Caffeine, by non-selectively inhibiting phosphodiesterase, increases intracellular concentrations of cAMP in skeletal muscle and adipose tissue [61] (Figure 1). Indeed, caffeine was the first phosphodiesterase inhibitor identified, and the first enzymatic effect of caffeine to be defined. An increase in cAMP leads to a rise in blood catecholamine and release of free fatty acid and glycerol from the adipose tissue by activating lipases [62]. Caffeine inhibition of phosphodiesterase requires higher concentrations (100–1000 µM) than that of its interaction with the adenosine receptors (10–100 µM) [63]. Adenosine receptor blockade results in positive inotropy and chronotrophy in the heart from heightened β1-receptor activity; with an increase in AV conduction velocities and heart rate predisposing to tachycardia and arrhythmias.
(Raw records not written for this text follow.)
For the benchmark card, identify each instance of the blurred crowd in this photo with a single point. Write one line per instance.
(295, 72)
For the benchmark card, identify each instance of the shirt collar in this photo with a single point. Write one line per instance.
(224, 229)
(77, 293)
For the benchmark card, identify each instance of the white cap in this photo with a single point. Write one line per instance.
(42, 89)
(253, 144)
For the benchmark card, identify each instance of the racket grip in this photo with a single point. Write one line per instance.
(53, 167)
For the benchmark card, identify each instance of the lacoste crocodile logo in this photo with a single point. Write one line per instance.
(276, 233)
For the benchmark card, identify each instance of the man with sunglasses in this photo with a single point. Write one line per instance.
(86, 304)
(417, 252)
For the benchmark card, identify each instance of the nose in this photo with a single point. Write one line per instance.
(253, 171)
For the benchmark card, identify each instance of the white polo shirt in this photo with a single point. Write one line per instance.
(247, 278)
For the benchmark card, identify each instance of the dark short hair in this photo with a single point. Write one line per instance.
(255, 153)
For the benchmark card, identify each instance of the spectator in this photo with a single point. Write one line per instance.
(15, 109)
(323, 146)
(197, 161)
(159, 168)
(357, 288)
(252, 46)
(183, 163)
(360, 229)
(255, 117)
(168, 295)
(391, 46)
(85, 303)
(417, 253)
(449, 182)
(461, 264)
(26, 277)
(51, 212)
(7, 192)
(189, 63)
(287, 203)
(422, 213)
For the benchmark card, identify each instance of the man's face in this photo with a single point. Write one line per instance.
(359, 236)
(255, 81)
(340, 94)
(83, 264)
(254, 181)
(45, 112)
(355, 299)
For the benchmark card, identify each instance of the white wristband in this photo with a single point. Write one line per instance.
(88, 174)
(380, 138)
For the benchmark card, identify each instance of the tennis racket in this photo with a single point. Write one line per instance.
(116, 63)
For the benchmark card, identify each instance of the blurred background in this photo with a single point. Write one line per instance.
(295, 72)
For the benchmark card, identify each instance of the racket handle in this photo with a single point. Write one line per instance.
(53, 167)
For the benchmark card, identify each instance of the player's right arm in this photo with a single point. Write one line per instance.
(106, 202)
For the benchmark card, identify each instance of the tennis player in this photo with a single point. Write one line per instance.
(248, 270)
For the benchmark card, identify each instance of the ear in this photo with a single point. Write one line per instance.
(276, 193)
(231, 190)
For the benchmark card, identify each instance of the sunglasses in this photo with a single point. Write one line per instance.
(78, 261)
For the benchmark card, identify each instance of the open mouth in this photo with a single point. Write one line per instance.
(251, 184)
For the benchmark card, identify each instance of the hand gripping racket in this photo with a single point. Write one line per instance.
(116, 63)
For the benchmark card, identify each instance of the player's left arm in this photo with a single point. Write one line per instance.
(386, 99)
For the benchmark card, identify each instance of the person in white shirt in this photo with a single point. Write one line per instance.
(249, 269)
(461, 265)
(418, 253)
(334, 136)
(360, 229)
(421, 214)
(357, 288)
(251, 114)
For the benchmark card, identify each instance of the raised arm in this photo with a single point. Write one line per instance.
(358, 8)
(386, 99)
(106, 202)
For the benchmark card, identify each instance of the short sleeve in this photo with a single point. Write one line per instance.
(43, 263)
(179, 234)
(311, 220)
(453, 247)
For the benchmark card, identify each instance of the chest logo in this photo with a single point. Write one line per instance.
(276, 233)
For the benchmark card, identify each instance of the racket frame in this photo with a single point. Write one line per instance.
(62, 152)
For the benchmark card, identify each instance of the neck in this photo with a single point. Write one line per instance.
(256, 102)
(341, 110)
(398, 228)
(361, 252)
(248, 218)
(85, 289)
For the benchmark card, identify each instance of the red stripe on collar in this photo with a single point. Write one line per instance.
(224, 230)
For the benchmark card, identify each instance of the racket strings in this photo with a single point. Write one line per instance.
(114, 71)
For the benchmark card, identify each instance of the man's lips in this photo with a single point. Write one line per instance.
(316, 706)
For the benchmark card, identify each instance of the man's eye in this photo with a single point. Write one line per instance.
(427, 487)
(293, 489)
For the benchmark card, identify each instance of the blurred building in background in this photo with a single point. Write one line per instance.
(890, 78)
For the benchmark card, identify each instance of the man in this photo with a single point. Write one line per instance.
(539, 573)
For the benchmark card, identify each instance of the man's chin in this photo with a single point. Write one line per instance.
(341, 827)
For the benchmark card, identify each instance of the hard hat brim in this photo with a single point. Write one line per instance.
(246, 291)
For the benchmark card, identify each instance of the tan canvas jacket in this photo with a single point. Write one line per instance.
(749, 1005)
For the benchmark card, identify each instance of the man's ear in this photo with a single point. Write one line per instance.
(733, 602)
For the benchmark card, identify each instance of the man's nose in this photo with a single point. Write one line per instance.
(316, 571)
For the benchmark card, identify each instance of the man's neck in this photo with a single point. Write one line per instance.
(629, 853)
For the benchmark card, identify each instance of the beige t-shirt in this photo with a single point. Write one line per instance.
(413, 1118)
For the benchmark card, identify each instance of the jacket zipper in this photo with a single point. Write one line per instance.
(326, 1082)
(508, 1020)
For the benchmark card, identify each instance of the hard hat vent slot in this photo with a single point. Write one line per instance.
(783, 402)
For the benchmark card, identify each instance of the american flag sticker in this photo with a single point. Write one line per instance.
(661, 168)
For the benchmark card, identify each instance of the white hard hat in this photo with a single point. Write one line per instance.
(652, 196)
Electron spin resonance spectroscopic measurements indicate that a caffeine-derived oxygen-centered radical is formed when caffeine reacts with a hydroxyl radical (•OH), which explains the anticarcinogenic properties of caffeine and related methylxanthine compounds [64]. Caffeine inhibits lipid peroxidation and oxidative damage from reactive oxygen species [65]. In newborn rats exposed to hyperoxia, pretreatment with caffeine reduced oxidative stress, promoted anti-oxidant responses, down-regulated pro-inflammatory cytokines, modulated the expression of redox-sensitive transcription factor, reduced pro-apoptotic effectors, and diminished extracellular matrix generation [66]. Along with its ability to scavenge free radicals, caffeine is uniquely positioned to protect the developing brain, and some of these actions are mediated by the adenosine receptors [67,68].

Maturation of adenosine receptors A1 and A2 in tissues is developmentally regulated.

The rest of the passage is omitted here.